1. define a Swift += operator on RubyObj that does the same expansion as above, and

2. forward the property setter for `bar` to Ruby as a `bar=` invocation.

I don’t think there’s a problem here. But maybe I’m missing it?

> 
>> The following are equivalent:
>> 
>>     foo.bar = 3  # just sugar
>>     foo.bar=(3)
>>     foo.send("bar=", 3)
>> 
>> Ruby allows ?, !, and = as the last char of method names, and AFAIK other than the special sugar around setters, they are just parts of the method name with no further semantic significance.
> 
> You're correct that, with this design, you could access Ruby accessors from Swift with syntax like:
> 
> 	myObj.name()
> 	myObj.`name=`("Chris")		// If we loosened the characters allowed in backticks
> 
> My point is simply that this is a poor mapping, for much the same reason `dog["add_trick"].call(…)` is a poor mapping. It's technically correct and exposes the functionality, but it's awkward and doesn't match the user's mental model.

Well sure, that would be awkward, but doesn’t Chris’s proposed protocol allow idiomatic access to work too?

    extension RubyObj: DynamicMemberLookupProtocol {
      subscript(dynamicMember member: String) -> RubyObj {
        get {
          return /* …some deferred callable thing… */
        }
        set {
          RubyObject_send(rubyObject, method: "\(member)=", args: [newValue])
        }
      }
    }

That would make `myObj.name = “Chris"` in Swift work as expected. (This is using a made-up RubyObj binding, but I think it makes the point.)

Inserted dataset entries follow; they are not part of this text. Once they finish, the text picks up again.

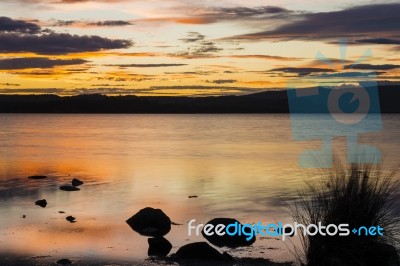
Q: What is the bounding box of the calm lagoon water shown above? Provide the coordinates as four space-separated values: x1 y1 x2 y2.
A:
0 114 400 261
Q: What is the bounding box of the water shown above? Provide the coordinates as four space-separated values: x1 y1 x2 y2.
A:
0 114 400 261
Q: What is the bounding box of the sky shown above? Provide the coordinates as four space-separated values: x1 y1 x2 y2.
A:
0 0 400 96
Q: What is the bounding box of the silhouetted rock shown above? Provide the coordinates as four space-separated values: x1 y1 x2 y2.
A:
147 237 172 257
176 242 232 260
201 218 256 248
35 199 47 208
71 178 83 187
28 175 47 179
126 207 171 236
56 259 72 265
65 215 76 223
60 185 80 191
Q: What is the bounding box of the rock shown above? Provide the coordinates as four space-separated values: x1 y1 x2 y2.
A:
28 175 47 179
60 185 80 191
364 241 400 266
65 215 76 223
126 207 171 237
71 178 83 187
56 259 72 265
201 218 256 248
147 237 172 257
35 199 47 208
176 242 231 260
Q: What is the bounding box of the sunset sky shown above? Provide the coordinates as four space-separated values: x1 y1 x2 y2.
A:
0 0 400 96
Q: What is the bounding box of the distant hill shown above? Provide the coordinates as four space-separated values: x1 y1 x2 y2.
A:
0 85 400 113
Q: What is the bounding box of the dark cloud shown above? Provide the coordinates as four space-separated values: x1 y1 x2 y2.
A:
176 31 223 59
344 64 400 70
0 82 21 87
0 57 88 70
269 67 334 76
0 33 133 55
228 3 400 40
207 79 237 84
0 17 40 34
51 20 133 27
355 38 400 45
107 64 187 67
179 31 206 43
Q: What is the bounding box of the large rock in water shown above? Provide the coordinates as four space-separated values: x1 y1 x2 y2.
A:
71 178 83 187
126 207 171 237
35 199 47 208
201 218 256 248
28 175 47 179
147 237 172 257
176 242 232 261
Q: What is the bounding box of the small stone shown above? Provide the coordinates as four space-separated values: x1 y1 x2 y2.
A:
176 242 231 260
71 178 83 187
57 259 72 265
126 207 171 237
147 237 172 257
60 185 80 191
35 199 47 208
65 215 76 223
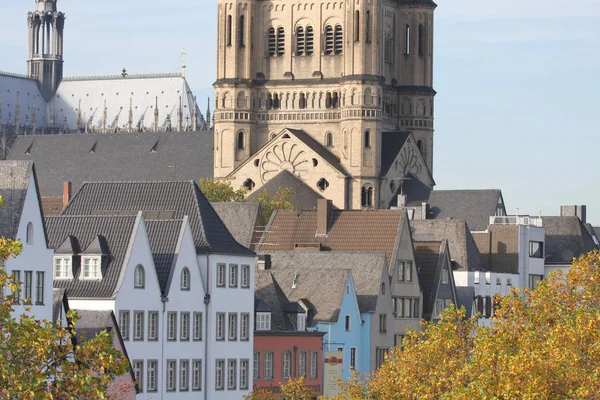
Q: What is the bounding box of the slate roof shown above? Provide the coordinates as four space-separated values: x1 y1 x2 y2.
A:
248 170 324 210
429 189 502 231
7 132 214 196
414 241 442 315
145 220 183 294
542 217 598 264
61 181 254 255
258 210 404 262
409 219 485 271
46 215 136 298
211 202 264 249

What _is_ a bit nasty, as you pointed out, is that `myObj.name` does _not_ work as expected. Instead of returning the name, it returns a closure that returns the name when called. Yuck.

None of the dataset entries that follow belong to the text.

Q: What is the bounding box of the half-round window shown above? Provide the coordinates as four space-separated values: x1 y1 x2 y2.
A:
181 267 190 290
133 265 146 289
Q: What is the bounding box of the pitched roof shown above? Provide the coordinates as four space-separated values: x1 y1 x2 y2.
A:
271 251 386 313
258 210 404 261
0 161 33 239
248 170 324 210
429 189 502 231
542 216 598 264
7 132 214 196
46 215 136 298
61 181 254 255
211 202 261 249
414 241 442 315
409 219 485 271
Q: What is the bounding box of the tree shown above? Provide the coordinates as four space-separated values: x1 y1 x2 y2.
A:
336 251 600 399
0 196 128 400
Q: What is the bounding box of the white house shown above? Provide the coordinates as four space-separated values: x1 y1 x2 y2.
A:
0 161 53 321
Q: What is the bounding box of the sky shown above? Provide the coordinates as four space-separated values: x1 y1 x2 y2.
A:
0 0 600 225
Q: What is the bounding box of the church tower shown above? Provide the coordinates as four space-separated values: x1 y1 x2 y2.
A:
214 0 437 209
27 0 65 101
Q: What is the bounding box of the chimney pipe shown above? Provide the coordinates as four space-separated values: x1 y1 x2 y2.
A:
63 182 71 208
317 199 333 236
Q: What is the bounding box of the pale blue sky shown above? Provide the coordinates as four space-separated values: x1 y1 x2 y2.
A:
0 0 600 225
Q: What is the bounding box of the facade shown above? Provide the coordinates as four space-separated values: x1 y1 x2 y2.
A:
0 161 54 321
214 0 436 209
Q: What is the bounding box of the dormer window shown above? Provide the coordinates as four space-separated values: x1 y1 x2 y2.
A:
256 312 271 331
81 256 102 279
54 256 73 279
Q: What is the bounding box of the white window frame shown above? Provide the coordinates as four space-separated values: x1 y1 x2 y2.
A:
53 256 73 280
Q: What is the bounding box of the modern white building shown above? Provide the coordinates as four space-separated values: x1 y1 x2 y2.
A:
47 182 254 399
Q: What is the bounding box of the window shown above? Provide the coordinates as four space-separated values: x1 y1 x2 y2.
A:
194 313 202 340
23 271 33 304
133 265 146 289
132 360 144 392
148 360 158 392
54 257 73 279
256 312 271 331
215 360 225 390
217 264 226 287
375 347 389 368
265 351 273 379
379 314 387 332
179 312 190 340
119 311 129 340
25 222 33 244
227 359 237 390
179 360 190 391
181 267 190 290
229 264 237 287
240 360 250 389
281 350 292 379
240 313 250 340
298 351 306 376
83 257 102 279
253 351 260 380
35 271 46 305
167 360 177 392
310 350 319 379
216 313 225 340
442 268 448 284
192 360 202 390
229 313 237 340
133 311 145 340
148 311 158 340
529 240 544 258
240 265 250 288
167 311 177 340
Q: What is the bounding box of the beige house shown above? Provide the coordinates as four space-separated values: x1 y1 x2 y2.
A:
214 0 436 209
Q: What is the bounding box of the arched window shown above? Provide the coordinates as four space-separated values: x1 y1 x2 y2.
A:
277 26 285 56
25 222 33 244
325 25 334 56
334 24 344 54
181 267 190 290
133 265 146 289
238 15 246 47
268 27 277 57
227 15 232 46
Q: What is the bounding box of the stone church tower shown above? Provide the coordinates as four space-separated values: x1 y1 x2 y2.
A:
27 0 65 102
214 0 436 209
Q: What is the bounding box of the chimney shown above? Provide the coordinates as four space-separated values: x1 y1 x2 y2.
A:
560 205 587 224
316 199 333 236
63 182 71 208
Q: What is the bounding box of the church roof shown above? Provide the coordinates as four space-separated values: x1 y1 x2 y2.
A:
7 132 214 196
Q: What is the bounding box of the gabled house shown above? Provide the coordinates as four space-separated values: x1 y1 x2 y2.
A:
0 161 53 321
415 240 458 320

In Ruby, `myObj.name()` is equivalent to `myObj.name`, and either works. In Swift, I don’t see that it’s possible to make both work with Chris’s proposal.

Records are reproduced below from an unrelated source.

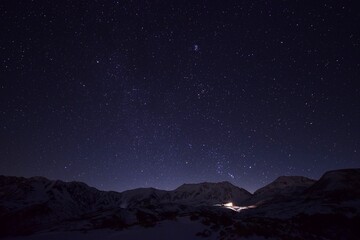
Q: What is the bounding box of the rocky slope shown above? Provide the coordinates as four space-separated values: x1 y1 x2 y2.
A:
0 169 360 239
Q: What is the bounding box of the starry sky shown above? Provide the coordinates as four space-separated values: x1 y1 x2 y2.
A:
0 0 360 191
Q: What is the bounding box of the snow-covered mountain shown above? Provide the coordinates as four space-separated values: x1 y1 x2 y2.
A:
242 176 316 205
171 182 251 205
0 169 360 240
306 169 360 199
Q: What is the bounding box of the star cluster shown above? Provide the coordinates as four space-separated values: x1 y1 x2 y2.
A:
0 1 360 191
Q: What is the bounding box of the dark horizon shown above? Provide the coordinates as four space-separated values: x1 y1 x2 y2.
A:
0 0 360 191
0 168 360 194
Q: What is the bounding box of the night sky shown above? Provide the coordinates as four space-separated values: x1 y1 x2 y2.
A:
0 0 360 191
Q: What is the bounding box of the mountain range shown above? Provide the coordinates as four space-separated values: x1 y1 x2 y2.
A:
0 169 360 240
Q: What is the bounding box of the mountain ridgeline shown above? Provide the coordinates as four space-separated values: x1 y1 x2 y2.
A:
0 169 360 239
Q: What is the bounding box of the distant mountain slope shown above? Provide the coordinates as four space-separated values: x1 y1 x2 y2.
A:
0 169 360 239
171 182 251 205
306 169 360 200
243 176 316 205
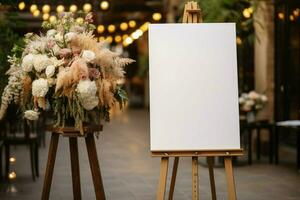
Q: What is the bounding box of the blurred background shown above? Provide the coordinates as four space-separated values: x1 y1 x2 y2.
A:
0 0 300 200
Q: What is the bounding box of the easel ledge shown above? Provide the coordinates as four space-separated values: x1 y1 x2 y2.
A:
151 149 244 157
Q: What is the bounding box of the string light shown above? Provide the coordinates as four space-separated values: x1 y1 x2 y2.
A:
43 13 50 21
152 13 162 21
83 3 92 13
120 22 128 31
30 4 38 13
18 1 26 10
42 4 51 13
56 5 65 13
100 1 109 10
128 20 136 28
33 10 40 17
115 35 122 43
49 15 56 22
107 24 116 33
76 17 84 24
97 25 105 33
243 8 251 18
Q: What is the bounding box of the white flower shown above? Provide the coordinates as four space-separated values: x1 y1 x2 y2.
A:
24 110 39 121
82 50 96 63
33 54 53 72
32 78 49 97
46 65 55 78
65 32 76 42
76 79 99 110
47 29 57 37
22 54 34 72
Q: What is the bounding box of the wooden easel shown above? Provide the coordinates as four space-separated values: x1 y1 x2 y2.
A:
152 1 243 200
41 126 105 200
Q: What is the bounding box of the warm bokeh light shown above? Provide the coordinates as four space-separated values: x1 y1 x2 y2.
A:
42 4 51 13
8 172 17 180
107 24 116 33
100 1 109 10
33 10 41 17
56 5 65 13
18 1 26 10
83 3 92 12
69 4 77 12
152 13 162 21
30 4 38 13
120 22 128 31
278 12 284 19
9 157 16 163
49 15 56 22
106 36 113 43
243 8 251 18
97 25 105 33
43 13 50 21
99 36 105 42
128 20 136 28
76 17 84 24
115 35 122 43
236 36 242 45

> If we had separate subscripts for methods and properties, then the property subscript could immediately call the appropriate getters and setters, while the method subscript could return a ready-to-call `Method` object.

Hmm, yes, I think you’re right. It seems like that would fix the nastiness above. Better yet, why bother with the ready-to-call Method-like object? Just call it! A Ruby binding with separate property and method handling would then look like this:

    extension RubyObj: DynamicMemberLookupProtocol {
      func callDynamicMethod(dynamicMethod method: String, args: [RubyObject]) -> RubyObj {
        get {
          return RubyObject_send(rubyObject, method: member, args: args)
        }
      }
      
      subscript(dynamicMember member: String) -> RubyObj {
        get {
          return RubyObject_send(rubyObject, method: member, args: [])
        }
        set {
          RubyObject_send(rubyObject, method: "\(member)=", args: [newValue])
        }
      }
    }

When Swift sees myObj.name, it uses the getter subscript. When Swift sees myObj.name(), it uses the method invocation. Both work in Swift just as they do in Ruby.

Note that for this to work, the Swift compiler itself has to tell the Ruby binding whether the member access looks like a property or method access.

• • •

I confess I didn’t follow every detail of your “wall of text,” but I did find this example compelling:

> That would work for arbitrary fixed sets of properties, but we can extend this to wrapper types. Imagine you want to write the `UIAppearance` class I mentioned previously. (Actually, we'll call it `UIAppearanceProxy` to avoid names already used in UIKit.) Your basic structure looks like this:
> 
> 	class UIAppearanceProxy<View: UIAppearance> {
> 		let containers: [UIAppearanceContainer.Type]
> 		let traits: UITraitCollection
> 		
> 		var properties: [PartialKeyPath<View>: Any] = [:]
> 	}
> 
> Now, to make all properties of the `View` class settable on this class, you can overload the `additionalProperty` subscript to accept `View` keypaths:
> 
> 	extension UIAppearanceProxy {
> 		subscript<T>(additionalProperty viewKeyPath: KeyPath<View, T>) -> T? {
> 			get {
> 				return properties[viewKeyPath] as! T?
> 			}
> 			set {
> 				properties[viewKeyPath] = newValue
> 			}
> 		}
> 	}


That’s an impressive level of dynamism for a statically type-checked idea. Awful lot of complexity to bite off, though!